Boisbreteau (/fr/) is a commune in the Charente department in southwestern France.

==History==
The first church was built prior to Boisbreteau 9th century, destroyed in the 14th century, repaired in the 15th century and banned in 1784 on the eve of the Revolution.

A priory was built in the 13th century. The foundation of the priory of Cluniac Notre Dame Boisbreteau date is unknown but a licensee Wilelmus mentioned in 1270.

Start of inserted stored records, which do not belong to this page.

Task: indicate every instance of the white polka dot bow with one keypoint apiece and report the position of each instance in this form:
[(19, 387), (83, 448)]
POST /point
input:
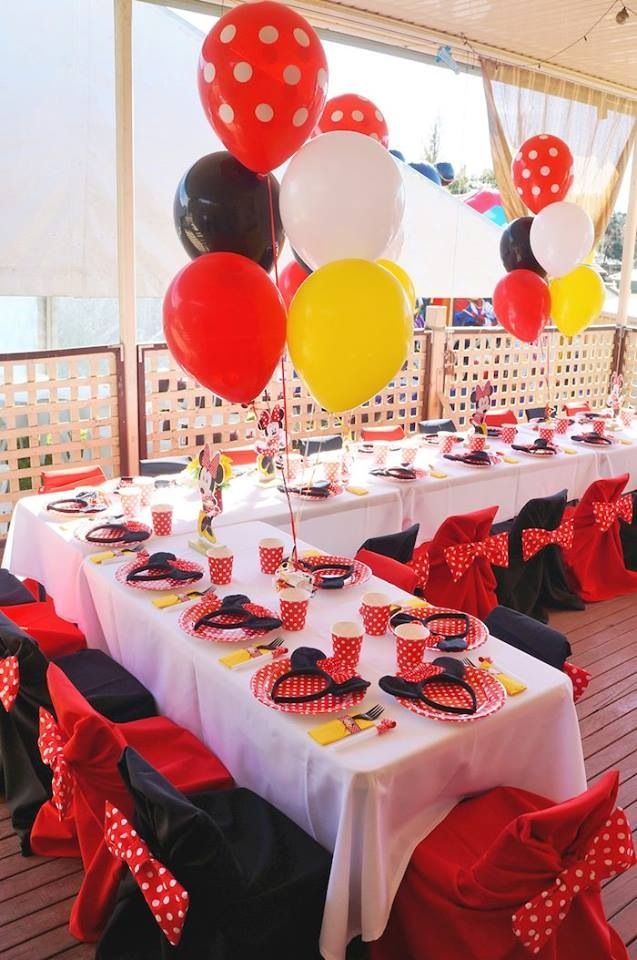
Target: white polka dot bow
[(167, 899), (611, 852), (535, 539), (9, 681), (607, 513), (51, 744), (494, 549)]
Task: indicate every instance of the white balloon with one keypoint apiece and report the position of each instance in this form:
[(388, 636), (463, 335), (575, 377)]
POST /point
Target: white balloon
[(561, 237), (341, 196)]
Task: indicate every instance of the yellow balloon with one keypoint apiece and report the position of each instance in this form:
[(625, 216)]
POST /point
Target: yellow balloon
[(403, 278), (576, 299), (349, 329)]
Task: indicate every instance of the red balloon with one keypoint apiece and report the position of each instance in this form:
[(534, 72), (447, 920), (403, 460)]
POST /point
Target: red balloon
[(522, 304), (542, 171), (290, 279), (262, 81), (225, 324), (353, 112)]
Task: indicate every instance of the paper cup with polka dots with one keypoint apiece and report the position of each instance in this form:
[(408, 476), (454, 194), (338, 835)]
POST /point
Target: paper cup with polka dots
[(293, 604), (347, 640), (375, 609), (270, 554), (411, 642), (220, 560), (162, 516)]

While the Hundred Years' War ravaged the kingdom of France since 1337 and especially since the English naval victory at Sluys in 1340, from the late 14th century, the priory of Cluniac finds himself ruined by the English and was purely and simply deleted. It was at this time that the parish became part of Boisbreteau priory of Saint-Vivien Saintes.

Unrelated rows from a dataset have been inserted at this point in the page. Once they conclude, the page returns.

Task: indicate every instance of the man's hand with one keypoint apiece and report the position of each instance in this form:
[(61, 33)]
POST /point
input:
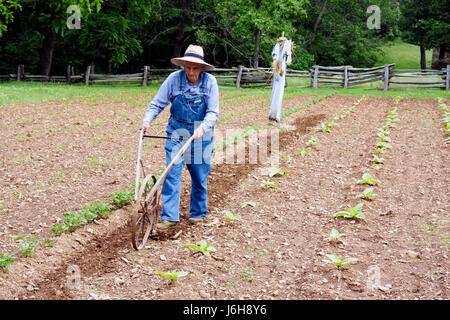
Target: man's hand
[(198, 133), (146, 127)]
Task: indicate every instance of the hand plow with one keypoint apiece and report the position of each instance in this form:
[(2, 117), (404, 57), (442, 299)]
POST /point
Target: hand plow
[(147, 202)]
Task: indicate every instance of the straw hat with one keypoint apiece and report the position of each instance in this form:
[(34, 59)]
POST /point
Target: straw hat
[(282, 38), (193, 54)]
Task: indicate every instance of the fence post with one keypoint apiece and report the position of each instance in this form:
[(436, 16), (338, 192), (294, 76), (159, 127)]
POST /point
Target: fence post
[(315, 76), (345, 77), (86, 76), (386, 77), (239, 76), (144, 82), (20, 72), (68, 73), (447, 78)]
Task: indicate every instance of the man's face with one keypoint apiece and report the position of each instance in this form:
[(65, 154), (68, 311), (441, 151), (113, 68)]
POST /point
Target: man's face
[(193, 71)]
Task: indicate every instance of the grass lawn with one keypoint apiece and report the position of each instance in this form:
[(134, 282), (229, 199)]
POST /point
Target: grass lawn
[(404, 55)]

The research has assumed that the Priory was probably the site of the present church of St. Macrina.

In the 15th century the land belonged to the family Boibreteau Frondebœuf until marriage to Isabella of Frondebœuf Curzay with John, Lord of Parsay July 18, 1491 and is still by marriage they spent in 1609 to Bring the family The Wolf and the Rocquart, then to the Stone-Saulnier Closure lords Rouillac, Gondeville Sonneville Boisbreteau, and other places.